Different mice perform differently at the same DPI level. Some mice, particularly older mice, are overdriven at the highest DPI setting and have extremely crooked movements that will be visible in-game even at low sensitivity. Do the MS Paint test to see how much error there is on your mouse. If you can't get similiar results to mine, you need to settle for a lower DPI setting. In my experience, the G502 has no noticeable tracking issues at 12000 DPI. With a good mouse, tiny amounts of error are dampened by a sufficiently low sensitivity and chances are, your hand is far more crooked than the sensor noise.

Game engine constraints

Not all game engines support high DPI and low sensitivity, and the game may exhibit unusual behaviour if you try. One behaviour is negative mouse acceleration, where the game stops responding to input if you move too fast. I am not certain why this happens, but the lower the sensitivity, the easier it is to hit the limit. The fact that other game engines can handle it suggests it is due to deliberately (and unnecessarily) restricted design. In these cases, you can't use high DPI, unless the game can be tweaked to disable this, which is rarely the case, but you can still find the highest DPI and lowest sensitivity you can get away with to squeeze out as much precision as you can.

A lot of games don't let you set a sensitivity low enough to make high DPI viable because the slider doesn't go low enough, so you can only work with what the game allows. So all you do is set the sensitivity to minimum and adjust DPI as needed. Games that let you manually enter sensitivity to any number of decimal places will allow you to use high DPI and you may need to edit configuration files to do this. Games with a developer console that lets you change sensitivity by entering a number are ideal. Even then, not all game engines are equal. For example, Unreal Tournament 2004 ignores input below a certain threshold, which places a limit on how precisely you can aim. Source Engine does not appear to suffer from this.

Fast 2D cursor

High DPI will make 2D menu cursors fast, but you can assign a DPI shift button to use whenever you are in menus and switch back when you are back in the game. Unless the game requires rapidly switching between a 2D interface and 3D shooting, the inconvenience of this should not be a major problem. You could also compromise for a lower, more bearable DPI.

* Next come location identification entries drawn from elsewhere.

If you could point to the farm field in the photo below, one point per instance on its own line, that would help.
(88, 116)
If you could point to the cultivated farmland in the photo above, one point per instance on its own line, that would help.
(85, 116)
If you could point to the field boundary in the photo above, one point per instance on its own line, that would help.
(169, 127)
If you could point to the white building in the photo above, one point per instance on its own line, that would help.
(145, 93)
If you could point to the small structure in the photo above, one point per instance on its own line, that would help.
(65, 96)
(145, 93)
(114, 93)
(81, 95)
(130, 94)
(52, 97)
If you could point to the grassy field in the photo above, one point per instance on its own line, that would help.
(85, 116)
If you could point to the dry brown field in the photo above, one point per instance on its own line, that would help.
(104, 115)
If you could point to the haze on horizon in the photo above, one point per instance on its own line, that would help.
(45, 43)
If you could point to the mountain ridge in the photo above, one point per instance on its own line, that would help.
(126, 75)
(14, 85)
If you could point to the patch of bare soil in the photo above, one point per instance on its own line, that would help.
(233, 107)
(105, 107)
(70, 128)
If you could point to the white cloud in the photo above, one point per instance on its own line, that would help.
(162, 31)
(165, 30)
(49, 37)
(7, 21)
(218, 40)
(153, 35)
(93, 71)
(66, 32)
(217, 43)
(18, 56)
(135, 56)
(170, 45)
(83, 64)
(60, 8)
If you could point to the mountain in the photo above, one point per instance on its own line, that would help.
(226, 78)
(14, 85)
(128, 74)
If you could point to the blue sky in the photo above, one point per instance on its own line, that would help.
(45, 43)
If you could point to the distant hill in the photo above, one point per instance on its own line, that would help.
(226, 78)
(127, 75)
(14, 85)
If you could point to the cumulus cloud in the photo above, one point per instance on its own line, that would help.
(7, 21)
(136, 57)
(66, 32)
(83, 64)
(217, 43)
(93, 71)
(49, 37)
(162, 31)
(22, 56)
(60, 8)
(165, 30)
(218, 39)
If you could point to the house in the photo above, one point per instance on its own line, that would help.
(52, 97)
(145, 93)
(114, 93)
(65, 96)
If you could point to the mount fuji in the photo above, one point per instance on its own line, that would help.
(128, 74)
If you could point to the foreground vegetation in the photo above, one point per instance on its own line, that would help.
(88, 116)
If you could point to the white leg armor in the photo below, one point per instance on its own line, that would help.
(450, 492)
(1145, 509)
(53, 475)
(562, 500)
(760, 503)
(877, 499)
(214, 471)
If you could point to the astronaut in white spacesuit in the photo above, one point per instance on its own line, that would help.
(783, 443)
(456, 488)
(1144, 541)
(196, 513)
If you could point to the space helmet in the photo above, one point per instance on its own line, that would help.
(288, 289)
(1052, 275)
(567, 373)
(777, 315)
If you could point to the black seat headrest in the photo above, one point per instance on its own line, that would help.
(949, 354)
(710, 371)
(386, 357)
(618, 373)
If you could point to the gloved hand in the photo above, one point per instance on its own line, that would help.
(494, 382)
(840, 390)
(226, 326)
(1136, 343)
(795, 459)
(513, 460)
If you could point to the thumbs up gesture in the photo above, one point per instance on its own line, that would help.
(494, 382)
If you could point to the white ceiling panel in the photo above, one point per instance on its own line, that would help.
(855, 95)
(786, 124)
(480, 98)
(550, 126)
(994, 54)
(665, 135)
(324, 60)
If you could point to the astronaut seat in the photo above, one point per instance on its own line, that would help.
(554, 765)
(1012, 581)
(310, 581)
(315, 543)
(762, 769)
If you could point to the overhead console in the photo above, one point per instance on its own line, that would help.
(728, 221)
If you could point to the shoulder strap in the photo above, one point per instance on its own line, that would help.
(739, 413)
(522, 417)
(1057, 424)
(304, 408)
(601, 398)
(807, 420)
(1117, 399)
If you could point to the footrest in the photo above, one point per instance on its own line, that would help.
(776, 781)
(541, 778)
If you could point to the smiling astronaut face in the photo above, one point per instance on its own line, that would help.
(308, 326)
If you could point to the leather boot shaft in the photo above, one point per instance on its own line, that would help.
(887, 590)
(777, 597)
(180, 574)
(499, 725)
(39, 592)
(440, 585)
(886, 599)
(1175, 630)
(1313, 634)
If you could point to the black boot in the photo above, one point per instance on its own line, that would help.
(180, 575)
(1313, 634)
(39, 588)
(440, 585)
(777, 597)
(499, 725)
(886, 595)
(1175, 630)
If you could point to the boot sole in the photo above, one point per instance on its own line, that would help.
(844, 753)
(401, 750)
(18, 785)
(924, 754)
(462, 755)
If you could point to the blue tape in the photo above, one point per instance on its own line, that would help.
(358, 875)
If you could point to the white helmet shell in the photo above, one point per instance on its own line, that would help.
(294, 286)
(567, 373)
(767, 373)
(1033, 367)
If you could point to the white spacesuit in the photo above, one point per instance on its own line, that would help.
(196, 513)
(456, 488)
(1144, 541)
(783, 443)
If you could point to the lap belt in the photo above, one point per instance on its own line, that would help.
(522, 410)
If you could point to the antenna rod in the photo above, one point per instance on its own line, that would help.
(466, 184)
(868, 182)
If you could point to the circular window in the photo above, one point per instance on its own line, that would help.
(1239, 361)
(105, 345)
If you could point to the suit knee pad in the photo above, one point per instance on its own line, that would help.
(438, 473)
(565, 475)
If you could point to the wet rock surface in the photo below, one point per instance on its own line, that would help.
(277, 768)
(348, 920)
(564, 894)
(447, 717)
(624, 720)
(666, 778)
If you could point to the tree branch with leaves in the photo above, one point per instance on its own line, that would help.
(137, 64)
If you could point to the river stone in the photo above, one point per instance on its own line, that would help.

Finding a good aim sensitivity

A bit of an aside, but still useful to mention. Sensitivity is a huge factor in being able to aim properly, but finding your ideal sensitivity is not an easy task. To put it simply, it is a trade-off between stability and response. Your hand will naturally try to compensate for a sub-optimal setting, but cracks start to show when you try to line up head shots or track moving targets. Stability is generally more important than raw speed because having your crosshair jitter off target often wastes more time than turning a bit slower. In fact, you can just move your mouse faster to aim faster, so you should eliminate excess speed you can't reliably use to make aiming more intuitive.

To find a good sensitivity, I suggest aiming at a spot and deliberately vibrate your hand like you were quaking in fear. The idea is to define bounds on the shakiness of your hand so that your mouse only moves in response to deliberate hand movement. If your crosshair is shaking off-target and drifting around, your sensitivity is too high. Your sensitivity should be low enough so that your crosshair just vibrates in place, which dampens uncontrolled hand movements and makes precise aiming easier. Raise your sensitivity sparingly if you need more flick response or movement tracking. It will take a lot of trial and error to get it perfect, but the feeling of being in control is totally worth it.


These sources discourage high DPI, but such conclusion is based on looking at DPI in isolation from sensitivity. There wouldn't be a point in me writing an article if I had nothing new to say.